The principal parent–child “is a” relationship enabled the majority of relevant concepts to be captured. Additional concepts could be included by using other relationships, for example “Due to” could enable inclusion of concepts for which the current concept is a sequela or consequence, and “Associated with” provides a link to procedures associated with a diagnosis. SNOMED CT concepts with the semantic tag “situation” include concepts for suspected and historic conditions, as well as a few concepts for confirmed disorders, which may be important in some cases. For example, the latest UK release of SNOMED CT contains 2 important “situation” concepts related to COVID-19: “1300721000000109 | COVID-19 confirmed by laboratory test” and “1300731000000106 | COVID-19 confirmed using clinical diagnostic criteria,” which are related to, but not direct subtypes of “840539006 | Disease caused by Severe acute respiratory syndrome coronavirus 2 (disorder)” (the main COVID-19 diagnosis concept).
Recommendations for the use of SNOMED CT in defining research phenotypes
Based on our findings, we recommend the use of SNOMED CT concept hierarchies and attributes for generating phenotype definitions in a parsimonious, explainable, and reproducible way. However, there researchers need to be aware of the following caveats:
First, SNOMED CT concepts can become inactive but may have been used to record historic data that exist in research databases. There may be no current equivalent for the meaning of some inactive concepts (if they are ambiguous or deprecated). In this project, we included inactive SNOMED CT concepts using the NHS Digital Query Table, which categorizes the provenance of the link on a 4-level scale (ranging from 0 = subsumption is always true, to 3 = original concept had at least 2 distinct meanings).
Second, the researcher or clinician may have a different intent regarding the inclusion of subtypes compared to the SNOMED CT hierarchy, such as whether gestational diabetes is included within a diabetes phenotype.

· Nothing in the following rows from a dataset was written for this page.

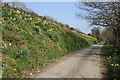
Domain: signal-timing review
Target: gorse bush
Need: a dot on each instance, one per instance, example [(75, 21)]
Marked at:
[(31, 42)]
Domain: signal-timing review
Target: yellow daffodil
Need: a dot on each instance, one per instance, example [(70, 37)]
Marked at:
[(18, 12), (0, 22)]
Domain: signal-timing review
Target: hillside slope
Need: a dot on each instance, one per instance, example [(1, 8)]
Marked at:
[(31, 42)]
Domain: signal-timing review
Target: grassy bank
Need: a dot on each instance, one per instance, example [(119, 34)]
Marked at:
[(112, 58), (31, 42)]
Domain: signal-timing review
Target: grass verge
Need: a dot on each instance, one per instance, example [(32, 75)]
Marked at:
[(112, 60)]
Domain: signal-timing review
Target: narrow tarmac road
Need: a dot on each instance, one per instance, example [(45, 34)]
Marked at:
[(86, 63)]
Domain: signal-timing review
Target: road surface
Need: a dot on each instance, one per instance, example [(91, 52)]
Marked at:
[(86, 63)]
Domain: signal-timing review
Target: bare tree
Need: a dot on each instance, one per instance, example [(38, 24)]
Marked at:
[(105, 14)]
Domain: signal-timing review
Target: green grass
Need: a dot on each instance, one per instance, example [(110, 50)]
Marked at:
[(112, 57), (30, 42)]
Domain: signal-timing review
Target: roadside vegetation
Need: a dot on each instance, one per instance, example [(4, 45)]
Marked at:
[(31, 42), (112, 60), (107, 16)]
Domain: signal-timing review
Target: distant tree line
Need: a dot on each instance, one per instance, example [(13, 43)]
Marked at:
[(105, 14)]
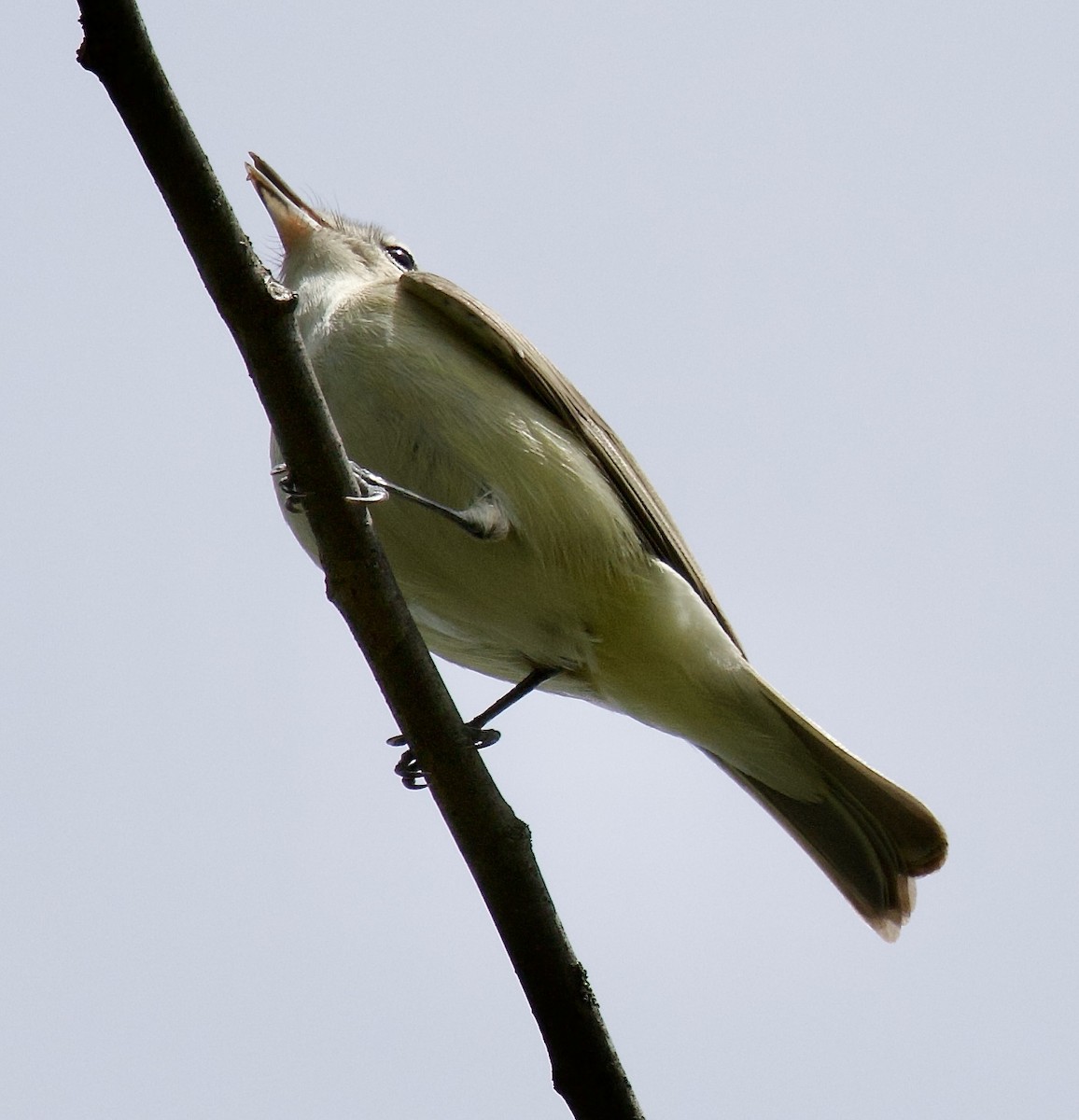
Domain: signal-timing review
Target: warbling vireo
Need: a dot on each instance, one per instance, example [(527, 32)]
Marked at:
[(543, 553)]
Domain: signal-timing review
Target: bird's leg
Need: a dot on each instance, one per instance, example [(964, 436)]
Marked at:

Third, SNOMED CT semantic types may not be adhered to strictly when data are entered, which means that essential information may not be in the expected location in the hierarchy. For example, cancer diagnoses may have been recorded using “morphologic abnormality” concepts which are intended for use on histology reports. Semantic tags are not always consistent with the SNOMED CT hierarchy within SNOMED CT itself.36
Fourth, the SNOMED CT methods rely on complete and accurate relationships between concepts being modeled within the SNOMED CT ontology. While this is broadly the case for diagnoses, concepts in other domains (eg, symptoms/findings) may not be as well modeled, and it is possible that relevant terms may be overlooked if researchers rely solely on the hierarchy. We recommend that ongoing engagement between clinicians, researchers, and SNOMED CT editors should continuously improve the quality of the SNOMED CT model.
Limitations of this study
A limitation of this study is that we considered the existing Read V2 phenotype definitions as the gold standard, and assumed that they were complete and accurate based on the manual review process involved in creating them. Thus it was assumed that any additional Read V2 terms selected by the SNOMED CT method and mapping were extraneous, but this may not have been the case.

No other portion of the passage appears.